Use a proxy like Fiddler to capture the HTTP traffic from the web browser, especially if the HTTP traffic is encrypted. Sometimes, the developer's tools feature of an HTTP browser does not show all the traffic or all the request/response headers. Use a proxy that is designed for capturing the browser traffic in such cases.

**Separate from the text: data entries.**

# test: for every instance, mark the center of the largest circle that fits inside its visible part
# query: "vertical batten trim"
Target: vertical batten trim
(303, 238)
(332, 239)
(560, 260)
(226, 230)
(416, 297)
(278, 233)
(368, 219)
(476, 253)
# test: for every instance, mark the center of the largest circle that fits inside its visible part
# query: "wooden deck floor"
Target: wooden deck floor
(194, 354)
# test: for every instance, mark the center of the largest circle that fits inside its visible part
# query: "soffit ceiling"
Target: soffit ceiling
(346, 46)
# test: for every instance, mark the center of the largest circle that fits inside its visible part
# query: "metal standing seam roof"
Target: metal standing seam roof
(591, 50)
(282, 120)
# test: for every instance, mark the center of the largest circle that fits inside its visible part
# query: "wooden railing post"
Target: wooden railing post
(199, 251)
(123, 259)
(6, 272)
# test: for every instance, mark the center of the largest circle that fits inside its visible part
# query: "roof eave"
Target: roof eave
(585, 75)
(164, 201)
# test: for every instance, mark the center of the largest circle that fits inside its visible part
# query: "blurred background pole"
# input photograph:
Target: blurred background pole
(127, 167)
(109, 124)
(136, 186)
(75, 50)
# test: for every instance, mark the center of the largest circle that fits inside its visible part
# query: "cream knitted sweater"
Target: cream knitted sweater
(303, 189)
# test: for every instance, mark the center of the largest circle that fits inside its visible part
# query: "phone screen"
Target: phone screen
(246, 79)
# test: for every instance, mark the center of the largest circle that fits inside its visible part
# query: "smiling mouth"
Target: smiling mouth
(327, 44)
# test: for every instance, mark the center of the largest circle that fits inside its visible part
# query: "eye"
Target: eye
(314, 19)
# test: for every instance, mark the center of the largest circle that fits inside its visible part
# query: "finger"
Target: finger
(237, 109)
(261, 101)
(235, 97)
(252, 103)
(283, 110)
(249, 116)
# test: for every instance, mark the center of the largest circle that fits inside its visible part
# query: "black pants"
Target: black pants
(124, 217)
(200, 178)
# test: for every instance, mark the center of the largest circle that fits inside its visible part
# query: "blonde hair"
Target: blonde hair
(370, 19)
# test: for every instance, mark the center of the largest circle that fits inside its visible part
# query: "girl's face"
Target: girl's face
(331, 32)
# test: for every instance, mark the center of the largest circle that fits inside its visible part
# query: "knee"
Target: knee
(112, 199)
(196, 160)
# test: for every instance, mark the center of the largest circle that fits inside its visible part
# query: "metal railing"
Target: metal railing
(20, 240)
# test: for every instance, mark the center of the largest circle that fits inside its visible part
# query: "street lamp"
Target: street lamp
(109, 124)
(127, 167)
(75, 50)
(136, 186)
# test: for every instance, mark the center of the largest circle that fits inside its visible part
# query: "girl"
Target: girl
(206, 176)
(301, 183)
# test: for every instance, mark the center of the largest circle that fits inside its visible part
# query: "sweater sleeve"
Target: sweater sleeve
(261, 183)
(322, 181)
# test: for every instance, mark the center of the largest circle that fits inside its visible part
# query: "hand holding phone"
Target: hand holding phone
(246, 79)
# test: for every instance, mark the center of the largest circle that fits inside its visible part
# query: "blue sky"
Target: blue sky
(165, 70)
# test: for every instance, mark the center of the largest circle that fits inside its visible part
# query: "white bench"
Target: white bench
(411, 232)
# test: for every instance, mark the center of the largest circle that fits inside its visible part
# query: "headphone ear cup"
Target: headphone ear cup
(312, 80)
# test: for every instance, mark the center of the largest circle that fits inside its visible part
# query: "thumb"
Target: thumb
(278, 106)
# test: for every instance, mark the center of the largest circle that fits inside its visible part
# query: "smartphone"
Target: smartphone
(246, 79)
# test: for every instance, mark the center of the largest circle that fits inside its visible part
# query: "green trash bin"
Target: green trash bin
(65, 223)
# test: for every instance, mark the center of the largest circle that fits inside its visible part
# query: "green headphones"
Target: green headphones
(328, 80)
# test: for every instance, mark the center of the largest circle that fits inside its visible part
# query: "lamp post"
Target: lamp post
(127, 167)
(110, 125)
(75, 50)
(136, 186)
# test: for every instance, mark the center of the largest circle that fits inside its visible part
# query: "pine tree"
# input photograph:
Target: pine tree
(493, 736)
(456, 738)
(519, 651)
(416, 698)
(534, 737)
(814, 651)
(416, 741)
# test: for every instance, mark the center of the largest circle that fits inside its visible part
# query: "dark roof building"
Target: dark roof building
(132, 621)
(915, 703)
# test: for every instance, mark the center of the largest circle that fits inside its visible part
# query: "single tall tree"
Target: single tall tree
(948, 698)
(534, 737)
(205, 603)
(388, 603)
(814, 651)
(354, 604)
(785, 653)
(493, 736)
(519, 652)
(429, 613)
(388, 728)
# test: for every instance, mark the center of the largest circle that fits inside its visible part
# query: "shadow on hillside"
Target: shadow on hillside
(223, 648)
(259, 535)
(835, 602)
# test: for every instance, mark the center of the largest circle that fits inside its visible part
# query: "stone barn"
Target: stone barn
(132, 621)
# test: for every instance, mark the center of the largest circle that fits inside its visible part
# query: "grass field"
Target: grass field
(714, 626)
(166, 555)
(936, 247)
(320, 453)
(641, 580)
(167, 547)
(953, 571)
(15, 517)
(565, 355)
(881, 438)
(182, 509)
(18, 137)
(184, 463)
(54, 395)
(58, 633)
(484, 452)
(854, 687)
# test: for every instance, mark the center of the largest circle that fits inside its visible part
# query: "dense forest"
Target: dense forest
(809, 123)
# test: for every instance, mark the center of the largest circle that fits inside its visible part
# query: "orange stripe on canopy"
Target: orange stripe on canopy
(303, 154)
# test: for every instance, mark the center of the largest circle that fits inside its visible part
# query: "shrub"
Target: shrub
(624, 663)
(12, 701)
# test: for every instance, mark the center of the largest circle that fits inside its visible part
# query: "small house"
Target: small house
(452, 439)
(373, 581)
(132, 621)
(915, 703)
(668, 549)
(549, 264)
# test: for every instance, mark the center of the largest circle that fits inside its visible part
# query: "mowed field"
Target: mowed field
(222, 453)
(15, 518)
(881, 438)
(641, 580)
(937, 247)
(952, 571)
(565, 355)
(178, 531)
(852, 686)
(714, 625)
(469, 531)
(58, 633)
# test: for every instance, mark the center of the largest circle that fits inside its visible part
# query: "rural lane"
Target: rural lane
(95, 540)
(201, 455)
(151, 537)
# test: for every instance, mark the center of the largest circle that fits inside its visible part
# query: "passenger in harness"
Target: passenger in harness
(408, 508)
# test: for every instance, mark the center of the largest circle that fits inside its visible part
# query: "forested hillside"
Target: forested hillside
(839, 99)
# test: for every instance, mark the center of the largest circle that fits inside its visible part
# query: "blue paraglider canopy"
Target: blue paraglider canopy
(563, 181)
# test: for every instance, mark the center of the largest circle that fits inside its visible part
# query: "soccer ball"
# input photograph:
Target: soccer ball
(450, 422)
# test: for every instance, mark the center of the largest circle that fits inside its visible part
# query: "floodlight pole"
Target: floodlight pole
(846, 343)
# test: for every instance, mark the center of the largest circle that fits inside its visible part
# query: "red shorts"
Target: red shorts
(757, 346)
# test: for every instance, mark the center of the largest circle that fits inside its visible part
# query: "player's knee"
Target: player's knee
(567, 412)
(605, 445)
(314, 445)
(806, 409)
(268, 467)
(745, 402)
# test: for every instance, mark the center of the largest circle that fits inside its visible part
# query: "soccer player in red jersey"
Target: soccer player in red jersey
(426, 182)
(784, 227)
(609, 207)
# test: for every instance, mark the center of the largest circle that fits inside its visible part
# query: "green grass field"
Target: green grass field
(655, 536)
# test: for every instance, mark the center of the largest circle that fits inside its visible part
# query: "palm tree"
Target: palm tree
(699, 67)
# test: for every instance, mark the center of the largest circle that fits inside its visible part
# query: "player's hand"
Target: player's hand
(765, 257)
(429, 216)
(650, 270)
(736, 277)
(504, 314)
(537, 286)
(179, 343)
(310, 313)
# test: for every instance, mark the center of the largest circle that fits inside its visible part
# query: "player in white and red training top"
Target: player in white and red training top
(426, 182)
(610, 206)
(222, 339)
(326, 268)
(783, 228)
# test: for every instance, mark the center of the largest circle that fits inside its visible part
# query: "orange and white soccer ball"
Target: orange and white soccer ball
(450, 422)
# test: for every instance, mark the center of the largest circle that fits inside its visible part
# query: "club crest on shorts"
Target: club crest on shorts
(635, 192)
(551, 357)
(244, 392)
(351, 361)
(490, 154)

Capture Client Network Traffic
While tools like Fiddler are useful for capturing the web browser traffic, they do not capture the raw network traffic. Use a tool like Wireshark to capture the network traffic. Focus on DNS, Kerberos, and HTTP traffic by setting an appropriate capture filter such as port 53, port 80, or port 88.
Check DNS
Check that DNS queries are returning
A records
and not CNAME records. Use tools like
nslookup.exe
on Windows or
dig
on Linux to check DNS. Also, if Wireshark is used to capture DNS and Kerberos traffic, you might see requests for a Kerberos ticket for the server name that is returned in a DNS A record rather than the CNAME that is used to access the web server. Ensure that the server name in the Kerberos request from the Client matches the expected name.
Using DNS CNAME records complicates the authentication flow. The CNAME record is used when a proxy is used; when the proxy is not used, the A record that the CNAME points to is used instead. Prefer using DNS A records, if possible, to reduce the complexity and to support troubleshooting using proxy tools like Fiddler.
Check Key Version Number
Check the Kerberos HTTP ticket version number retrieved by the Client. It is in TGS response messages and called
kvno
. Note the number and compare it with the key version number in the keytab file of Web Agent when you start to focus on the Web Agent troubleshooting.